Levi[8] discusses effects of abnormal body temperature on the hemostatic system. Heatstroke
is used to provide an example of hemostatic changes that may occur as a result of
hyperthermia. Heatstroke may lead to disseminated intravascular coagulation, which
may contribute to a dismal outcome. Hypothermia may occur in conditions such as trauma
or imposed intentionally to protect the brain in patients who have had a cardiac arrest
or acute liver failure. Although hemostatic changes do occur, the clinical consequences
may be limited. Hoirisch-Clapauch[9] then discusses the risks of bleeding and thrombosis related to anxiety. The author
puts forward the thought-provoking hypothesis that anxiety combined with hypofibrinolytic
states (defined as severe depression or a high-carbohydrate, low-protein, low-fiber
diet and a sedentary lifestyle) has a role in the pathogenesis of thrombotic events
and that part of these events, currently classified as unprovoked, are in reality
provoked by high anxiety states. The next paper by Bentur et al[10] deals with the effects of stress on the hemostatic system and concludes that the
hypercoagulable state induced by stress could be related to a combination of neurotransmitters
and hormones, and the effects of stress on hemodynamics. Vadasz and Toubi[11] then discuss the hemostatic changes in allergy, specifically in asthma and chronic
spontaneous urticaria. The authors show complex hemostatic changes in both disorders
and demonstrate that these changes are, at least partly, related to the effects of
the immune system on hemostasis. Subsequently, Elbers et al[12] discuss the interplay between thyroid hormones and hemostasis, showing that hypothyroidism
is associated with hypocoagulability and risk of bleeding, and hyperthyroidism is
associated with hypercoagulability and risk of venous thrombosis. In addition, the
paper describes effects of malignant thyroid disease on developing venous thrombosis,
which relates to local stasis of the blood due to compression effects of the expanding
tumor. The next paper by Putri et al[13] discusses thrombocytopenia and platelet function defects that are frequent complications
of tropical diseases such as malaria and Dengue fever. Interestingly, in some tropical
diseases in which patients commonly develop thrombocytopenia bleeding is rare (e.g.,
in malaria), whereas in other diseases, bleeding is an important complication of the
disease, which may be related to preservation of platelet function in malaria. The
paper therefore discusses mechanisms and clinical consequences of thrombocytopenia
and platelet function defects in tropical diseases and highlights the difficulties
in studying platelet properties in resource-poor countries where these such diseases
are frequent. A final contribution by Koh et al[14] gives an extensive overview of proteins and peptides isolated from different types
of venoms that interfere with a variety of hemostatic processes. The paper also gives
an overview of discovery and development of venom-derived antiplatelet, anticoagulant,
and thrombolytic agents. Venom-derived compounds are not only used in diagnostic assays
of hemostasis (e.g., ristocetin-induced platelet agglutination or the Russell Viper
Venom time) but have clear potential as pharmacological agents (e.g., hirudin).

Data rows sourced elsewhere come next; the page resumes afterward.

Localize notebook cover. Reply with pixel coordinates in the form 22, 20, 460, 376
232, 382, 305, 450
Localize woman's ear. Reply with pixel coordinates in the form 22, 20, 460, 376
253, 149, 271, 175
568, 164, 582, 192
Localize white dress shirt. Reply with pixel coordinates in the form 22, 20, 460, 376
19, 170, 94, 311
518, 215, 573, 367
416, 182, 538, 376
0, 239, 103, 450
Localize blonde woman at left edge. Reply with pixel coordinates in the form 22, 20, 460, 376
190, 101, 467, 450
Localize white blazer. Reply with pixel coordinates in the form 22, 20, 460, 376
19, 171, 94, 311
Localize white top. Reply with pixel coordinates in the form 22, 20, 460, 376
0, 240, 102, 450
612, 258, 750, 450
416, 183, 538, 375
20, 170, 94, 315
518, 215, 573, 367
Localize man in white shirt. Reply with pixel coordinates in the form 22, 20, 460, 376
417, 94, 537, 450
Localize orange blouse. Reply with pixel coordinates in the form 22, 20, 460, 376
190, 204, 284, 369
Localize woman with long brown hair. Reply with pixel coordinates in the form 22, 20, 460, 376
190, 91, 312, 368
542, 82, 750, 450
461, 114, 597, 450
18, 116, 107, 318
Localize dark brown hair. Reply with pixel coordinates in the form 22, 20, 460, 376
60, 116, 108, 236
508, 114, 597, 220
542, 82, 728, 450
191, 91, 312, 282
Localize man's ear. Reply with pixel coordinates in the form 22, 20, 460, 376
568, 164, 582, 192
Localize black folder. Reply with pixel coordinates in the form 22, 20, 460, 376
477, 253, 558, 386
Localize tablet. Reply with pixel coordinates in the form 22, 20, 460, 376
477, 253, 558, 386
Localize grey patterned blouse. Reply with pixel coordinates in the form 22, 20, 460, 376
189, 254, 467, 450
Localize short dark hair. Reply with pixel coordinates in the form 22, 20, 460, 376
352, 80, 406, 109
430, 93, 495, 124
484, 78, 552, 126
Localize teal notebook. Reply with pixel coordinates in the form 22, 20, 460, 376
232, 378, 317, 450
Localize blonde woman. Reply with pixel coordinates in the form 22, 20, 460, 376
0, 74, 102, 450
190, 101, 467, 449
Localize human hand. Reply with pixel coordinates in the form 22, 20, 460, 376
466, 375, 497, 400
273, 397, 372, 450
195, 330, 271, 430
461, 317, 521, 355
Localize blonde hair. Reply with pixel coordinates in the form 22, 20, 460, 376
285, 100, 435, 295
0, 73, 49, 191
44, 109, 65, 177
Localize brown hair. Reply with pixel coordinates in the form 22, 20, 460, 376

Taken together, the papers in this issue of the journal highlight subtle or pronounced
hemostatic effects of a wide variety of physiological or pathological extremes. The
clinical consequences associated with hemostatic alterations by these extremes may
teach us valuable lessons about the requirements for hemostatic balance in health
and disease. In addition, these reviews accentuate the variety of triggers that may
alter the hemostatic system, and stress links between physiological or pathological
conditions and hemostasis that may not be immediately apparent. We sincerely hope
you enjoy reading the wide range of papers assembled in this issue.